Tym razem gościny miłośnikom fotografii udzielił pub Alibi przy ulicy Krótkiej. W jego wąziutkim korytarzu i nieco bardziej przestronnej salce zawisły zdjęcia nietypowe. Analogowe, niekoniecznie ostre, czasami prześwietlone i skadrowane nie zawsze zgodnie z tak zwanym kanonem (nie mylić z marką aparatu) :-) Usprawiedliwieniem takich efektów jest łomografia, lub też – z angielska lomografia, dziedzina fotografii, w której odnalazł się Piotr Mikołajczak, na co dzień student z Jeleniej Góry.
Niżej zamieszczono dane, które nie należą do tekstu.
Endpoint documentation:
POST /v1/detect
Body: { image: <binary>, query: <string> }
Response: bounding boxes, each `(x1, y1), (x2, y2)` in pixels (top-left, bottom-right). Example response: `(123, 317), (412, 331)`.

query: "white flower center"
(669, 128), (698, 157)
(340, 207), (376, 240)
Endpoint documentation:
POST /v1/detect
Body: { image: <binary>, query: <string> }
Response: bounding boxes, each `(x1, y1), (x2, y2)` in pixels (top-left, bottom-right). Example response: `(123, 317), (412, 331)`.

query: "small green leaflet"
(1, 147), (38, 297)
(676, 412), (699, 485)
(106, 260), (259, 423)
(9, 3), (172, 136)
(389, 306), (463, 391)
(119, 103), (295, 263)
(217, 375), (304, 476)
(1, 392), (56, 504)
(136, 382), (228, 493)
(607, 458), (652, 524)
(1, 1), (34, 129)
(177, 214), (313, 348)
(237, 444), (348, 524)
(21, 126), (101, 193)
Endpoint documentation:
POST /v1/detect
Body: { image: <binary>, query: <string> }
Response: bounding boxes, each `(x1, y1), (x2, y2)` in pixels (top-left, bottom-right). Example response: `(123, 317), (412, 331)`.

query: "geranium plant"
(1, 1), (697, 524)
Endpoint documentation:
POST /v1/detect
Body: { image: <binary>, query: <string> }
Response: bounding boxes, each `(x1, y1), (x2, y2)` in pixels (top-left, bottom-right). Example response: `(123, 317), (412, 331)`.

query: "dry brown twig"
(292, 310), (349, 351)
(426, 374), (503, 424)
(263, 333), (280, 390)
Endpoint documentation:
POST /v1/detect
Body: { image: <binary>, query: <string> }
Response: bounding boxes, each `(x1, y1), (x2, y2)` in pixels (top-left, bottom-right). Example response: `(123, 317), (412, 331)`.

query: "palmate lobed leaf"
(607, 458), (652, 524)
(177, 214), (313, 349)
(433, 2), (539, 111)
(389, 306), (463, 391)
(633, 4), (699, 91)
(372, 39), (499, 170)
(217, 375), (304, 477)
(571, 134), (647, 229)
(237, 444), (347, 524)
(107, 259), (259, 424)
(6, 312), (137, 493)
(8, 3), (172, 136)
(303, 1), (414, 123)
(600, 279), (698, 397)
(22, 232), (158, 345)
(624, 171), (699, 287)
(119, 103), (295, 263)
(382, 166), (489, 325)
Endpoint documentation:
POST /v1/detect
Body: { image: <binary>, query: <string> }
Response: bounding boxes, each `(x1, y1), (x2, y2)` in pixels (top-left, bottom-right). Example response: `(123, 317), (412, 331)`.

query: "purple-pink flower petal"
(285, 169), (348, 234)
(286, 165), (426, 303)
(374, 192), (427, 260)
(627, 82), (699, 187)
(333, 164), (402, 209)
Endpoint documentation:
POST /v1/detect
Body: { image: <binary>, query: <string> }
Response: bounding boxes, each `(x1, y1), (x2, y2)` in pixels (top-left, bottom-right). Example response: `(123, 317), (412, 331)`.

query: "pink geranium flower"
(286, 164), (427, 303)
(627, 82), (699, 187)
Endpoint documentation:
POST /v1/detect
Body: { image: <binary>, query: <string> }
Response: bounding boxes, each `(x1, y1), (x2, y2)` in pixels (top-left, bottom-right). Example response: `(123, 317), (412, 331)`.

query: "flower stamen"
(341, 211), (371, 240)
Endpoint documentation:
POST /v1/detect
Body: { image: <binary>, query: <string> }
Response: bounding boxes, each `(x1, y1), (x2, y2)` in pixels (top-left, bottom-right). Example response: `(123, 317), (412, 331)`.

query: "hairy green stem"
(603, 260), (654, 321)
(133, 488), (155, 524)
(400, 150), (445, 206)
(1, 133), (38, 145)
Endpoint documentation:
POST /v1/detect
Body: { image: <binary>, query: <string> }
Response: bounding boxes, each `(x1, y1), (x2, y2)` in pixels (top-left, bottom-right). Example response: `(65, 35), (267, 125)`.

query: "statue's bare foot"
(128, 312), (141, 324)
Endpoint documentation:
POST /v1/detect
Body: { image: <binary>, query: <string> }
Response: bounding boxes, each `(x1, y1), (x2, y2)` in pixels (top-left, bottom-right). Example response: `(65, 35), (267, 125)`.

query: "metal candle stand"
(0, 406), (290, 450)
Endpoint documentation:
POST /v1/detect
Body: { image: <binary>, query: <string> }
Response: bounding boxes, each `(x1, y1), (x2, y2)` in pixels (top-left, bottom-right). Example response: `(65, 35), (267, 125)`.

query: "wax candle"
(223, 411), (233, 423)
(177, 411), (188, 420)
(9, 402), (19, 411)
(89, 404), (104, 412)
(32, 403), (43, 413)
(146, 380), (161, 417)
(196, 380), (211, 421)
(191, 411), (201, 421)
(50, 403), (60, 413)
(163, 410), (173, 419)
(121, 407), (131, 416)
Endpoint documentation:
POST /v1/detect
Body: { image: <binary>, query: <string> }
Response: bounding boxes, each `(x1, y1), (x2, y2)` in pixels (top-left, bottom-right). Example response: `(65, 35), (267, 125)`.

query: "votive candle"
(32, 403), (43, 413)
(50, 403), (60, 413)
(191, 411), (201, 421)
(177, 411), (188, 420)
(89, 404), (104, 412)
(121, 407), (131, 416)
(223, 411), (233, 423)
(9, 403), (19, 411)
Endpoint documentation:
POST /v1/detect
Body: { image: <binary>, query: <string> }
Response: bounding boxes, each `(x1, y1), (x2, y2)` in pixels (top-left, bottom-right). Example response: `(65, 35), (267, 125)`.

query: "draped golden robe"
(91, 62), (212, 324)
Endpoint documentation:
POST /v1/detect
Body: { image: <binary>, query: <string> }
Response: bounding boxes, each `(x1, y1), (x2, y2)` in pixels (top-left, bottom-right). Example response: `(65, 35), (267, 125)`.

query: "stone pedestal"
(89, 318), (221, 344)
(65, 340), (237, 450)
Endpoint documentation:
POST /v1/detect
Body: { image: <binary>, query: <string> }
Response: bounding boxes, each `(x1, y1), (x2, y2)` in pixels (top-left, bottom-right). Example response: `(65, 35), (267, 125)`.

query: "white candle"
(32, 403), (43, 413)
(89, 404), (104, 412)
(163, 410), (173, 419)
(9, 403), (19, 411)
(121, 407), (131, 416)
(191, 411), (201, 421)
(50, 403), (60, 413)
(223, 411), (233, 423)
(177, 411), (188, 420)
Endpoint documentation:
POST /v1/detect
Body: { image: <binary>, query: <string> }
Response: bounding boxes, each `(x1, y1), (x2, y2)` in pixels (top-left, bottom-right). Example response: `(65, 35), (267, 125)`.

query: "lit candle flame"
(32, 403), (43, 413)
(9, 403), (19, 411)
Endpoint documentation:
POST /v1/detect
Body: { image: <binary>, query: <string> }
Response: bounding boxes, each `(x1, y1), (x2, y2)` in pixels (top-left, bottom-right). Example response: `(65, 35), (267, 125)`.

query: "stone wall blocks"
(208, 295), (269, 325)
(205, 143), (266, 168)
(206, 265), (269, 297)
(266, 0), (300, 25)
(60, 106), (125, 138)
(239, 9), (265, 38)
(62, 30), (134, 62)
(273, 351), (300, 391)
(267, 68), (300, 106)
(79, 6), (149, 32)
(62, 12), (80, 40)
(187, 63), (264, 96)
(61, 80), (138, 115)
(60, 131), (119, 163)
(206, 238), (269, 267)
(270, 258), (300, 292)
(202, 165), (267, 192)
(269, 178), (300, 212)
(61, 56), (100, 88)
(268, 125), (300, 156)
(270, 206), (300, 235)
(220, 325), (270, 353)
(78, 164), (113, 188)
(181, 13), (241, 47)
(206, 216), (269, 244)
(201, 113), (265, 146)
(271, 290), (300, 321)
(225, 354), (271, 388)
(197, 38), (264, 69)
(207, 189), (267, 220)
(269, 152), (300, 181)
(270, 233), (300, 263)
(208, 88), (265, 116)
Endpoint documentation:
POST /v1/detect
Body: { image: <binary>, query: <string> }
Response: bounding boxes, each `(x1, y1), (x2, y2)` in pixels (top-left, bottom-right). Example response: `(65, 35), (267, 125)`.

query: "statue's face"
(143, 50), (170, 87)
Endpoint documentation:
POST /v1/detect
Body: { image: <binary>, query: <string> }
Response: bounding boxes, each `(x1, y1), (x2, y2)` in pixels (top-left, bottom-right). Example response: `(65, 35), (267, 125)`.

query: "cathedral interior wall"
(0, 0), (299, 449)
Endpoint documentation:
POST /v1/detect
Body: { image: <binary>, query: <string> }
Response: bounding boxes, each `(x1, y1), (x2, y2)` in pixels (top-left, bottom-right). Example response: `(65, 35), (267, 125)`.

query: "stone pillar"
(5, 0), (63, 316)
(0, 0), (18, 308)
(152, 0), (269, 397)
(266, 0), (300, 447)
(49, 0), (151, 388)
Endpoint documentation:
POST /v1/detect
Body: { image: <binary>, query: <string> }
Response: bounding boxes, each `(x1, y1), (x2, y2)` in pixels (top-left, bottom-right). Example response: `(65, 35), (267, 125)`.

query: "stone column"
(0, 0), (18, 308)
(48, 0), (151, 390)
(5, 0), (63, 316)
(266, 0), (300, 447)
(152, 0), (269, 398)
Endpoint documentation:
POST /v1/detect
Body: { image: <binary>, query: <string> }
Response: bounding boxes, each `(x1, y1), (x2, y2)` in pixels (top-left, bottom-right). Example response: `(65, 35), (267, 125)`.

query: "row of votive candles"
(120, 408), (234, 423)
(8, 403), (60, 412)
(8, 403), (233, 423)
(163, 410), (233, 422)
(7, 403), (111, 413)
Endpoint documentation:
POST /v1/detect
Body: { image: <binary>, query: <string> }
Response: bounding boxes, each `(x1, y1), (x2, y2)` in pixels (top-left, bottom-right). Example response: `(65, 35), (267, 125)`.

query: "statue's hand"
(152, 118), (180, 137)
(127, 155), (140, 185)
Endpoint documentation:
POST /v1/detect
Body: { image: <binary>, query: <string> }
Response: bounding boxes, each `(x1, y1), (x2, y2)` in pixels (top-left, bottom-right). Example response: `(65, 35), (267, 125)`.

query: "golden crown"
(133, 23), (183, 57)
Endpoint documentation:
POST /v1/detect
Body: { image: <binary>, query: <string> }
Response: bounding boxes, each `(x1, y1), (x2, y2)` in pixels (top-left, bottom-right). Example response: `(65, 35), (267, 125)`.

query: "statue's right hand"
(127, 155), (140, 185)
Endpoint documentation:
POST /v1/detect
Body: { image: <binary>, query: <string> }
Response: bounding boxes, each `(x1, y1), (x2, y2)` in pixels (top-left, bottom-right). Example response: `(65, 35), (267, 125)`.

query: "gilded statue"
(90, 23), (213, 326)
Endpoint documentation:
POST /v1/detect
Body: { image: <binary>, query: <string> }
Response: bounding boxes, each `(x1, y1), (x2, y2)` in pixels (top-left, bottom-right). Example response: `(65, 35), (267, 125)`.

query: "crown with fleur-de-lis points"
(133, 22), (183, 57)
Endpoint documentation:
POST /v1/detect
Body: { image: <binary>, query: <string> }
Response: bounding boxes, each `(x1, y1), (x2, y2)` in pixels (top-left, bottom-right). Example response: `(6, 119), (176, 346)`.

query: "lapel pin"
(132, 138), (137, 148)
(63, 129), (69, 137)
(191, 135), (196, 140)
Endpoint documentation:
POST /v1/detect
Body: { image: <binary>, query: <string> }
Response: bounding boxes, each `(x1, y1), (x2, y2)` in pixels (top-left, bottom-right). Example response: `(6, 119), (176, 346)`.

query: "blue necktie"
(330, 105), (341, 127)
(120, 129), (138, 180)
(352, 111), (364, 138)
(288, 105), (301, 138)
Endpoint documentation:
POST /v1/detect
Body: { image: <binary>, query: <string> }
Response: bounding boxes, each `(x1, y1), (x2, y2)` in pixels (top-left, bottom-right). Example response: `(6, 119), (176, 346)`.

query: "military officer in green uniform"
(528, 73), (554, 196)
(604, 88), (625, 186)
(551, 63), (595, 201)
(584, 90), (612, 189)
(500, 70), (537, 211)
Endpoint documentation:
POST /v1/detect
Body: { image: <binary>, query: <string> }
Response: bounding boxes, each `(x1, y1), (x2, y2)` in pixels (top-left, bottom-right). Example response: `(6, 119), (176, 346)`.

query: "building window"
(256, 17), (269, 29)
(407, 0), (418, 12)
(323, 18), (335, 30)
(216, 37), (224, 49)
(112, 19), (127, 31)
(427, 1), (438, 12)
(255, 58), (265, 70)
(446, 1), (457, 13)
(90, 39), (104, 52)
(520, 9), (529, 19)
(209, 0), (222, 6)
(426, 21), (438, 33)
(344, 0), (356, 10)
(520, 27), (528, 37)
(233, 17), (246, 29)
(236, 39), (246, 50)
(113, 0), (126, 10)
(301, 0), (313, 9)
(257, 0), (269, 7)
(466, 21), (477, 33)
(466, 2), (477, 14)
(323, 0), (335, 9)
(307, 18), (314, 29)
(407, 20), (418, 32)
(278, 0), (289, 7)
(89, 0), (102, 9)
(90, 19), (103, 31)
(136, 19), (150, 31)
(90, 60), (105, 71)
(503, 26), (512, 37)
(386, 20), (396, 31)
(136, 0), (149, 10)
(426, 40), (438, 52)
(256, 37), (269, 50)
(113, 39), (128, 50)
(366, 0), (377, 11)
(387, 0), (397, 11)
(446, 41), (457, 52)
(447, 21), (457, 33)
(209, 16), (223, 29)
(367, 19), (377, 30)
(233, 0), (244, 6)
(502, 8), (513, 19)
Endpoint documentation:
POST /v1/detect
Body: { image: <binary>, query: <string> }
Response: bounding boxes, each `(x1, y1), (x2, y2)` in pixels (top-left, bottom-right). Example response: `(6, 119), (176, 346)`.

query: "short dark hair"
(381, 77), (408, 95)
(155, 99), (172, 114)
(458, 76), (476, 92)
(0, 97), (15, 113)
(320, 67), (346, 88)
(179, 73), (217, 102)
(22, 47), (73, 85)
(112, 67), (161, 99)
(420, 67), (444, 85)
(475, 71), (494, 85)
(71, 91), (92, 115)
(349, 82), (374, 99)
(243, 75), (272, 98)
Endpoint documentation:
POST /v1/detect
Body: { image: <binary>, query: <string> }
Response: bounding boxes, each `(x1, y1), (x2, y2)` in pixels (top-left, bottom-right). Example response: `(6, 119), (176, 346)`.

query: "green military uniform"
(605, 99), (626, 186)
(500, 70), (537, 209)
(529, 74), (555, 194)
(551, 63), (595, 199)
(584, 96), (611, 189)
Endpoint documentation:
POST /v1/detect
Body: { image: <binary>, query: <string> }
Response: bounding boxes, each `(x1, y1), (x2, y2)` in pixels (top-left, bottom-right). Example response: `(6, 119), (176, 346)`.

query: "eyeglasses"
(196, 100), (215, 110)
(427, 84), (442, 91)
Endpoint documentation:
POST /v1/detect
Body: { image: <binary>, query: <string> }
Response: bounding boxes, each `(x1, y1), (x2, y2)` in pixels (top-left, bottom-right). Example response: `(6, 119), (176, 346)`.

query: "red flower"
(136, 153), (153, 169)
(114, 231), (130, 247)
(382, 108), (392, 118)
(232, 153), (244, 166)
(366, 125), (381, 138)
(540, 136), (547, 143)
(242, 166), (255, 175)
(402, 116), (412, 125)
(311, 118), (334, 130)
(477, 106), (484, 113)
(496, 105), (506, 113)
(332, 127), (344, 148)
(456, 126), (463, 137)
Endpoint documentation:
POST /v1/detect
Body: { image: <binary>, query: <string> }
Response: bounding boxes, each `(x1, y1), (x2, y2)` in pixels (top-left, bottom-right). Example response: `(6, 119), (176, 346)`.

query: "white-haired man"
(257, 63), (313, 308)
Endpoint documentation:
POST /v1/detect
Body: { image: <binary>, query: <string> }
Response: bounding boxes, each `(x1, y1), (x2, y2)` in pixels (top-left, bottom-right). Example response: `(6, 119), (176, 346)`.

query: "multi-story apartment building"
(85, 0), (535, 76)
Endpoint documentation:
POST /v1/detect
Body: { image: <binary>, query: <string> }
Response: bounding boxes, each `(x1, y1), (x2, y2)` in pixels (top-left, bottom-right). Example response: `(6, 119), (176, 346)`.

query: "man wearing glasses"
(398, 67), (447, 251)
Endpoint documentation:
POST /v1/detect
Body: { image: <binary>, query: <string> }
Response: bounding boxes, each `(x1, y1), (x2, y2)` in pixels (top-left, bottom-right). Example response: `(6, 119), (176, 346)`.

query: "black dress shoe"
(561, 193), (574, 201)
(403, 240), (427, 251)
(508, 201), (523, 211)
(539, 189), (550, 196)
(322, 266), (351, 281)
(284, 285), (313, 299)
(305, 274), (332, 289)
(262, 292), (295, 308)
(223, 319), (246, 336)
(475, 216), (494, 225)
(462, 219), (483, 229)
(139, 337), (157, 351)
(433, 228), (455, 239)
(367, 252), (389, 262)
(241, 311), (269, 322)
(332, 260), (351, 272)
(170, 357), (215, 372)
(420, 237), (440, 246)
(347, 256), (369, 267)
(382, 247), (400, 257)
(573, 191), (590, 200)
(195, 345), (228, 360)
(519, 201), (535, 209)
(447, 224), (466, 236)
– Te obrazy nie dokumentują rzeczywistości, tylko ją odrealniają – mówił podczas otwarcia swojego wernisażu wystawy zatytułowanej „lomo-realia” autor zdjęć. Tu błąd bywa zaletą, a łamanie zasad wykładanych w podręcznikach i przez klasyków – regułą. Można by się obruszyć na takie podejście do „świętej” fotografii, ale – uwaga! – zasady łomografii akceptuje ponad pół miliona fotografujących na świecie. Mają swoje książki, strony internetowe i fora, gdzie wymieniają się doświadczeniami.
I pomyśleć, że to wszystko dzięki popularnemu niegdyś i w Polsce radzieckiemu aparacikowi marki Łomo, który na klasycznym negatywie naświetlał obrazki w formacie 6x6. Sam nurt łomografików rozwinął się jednak w Pradze, gdzie grupa austriackich studentów dorwała w komisie aparat wspomnianego typu i okryła jego nieznane możliwości. Wszystko działo się już po rozpadzie ZSRR i wstrzymaniu produkcji wymienionych urządzeń. Dziś wielu posiadaczy kupionego za grosze w fotooptyce sprzętu nawet nie wie, jaki ma skarb.
A łomografie? Można się nimi zachwycić i zarazić, ale też przejść obok nich zupełnie obojętnie.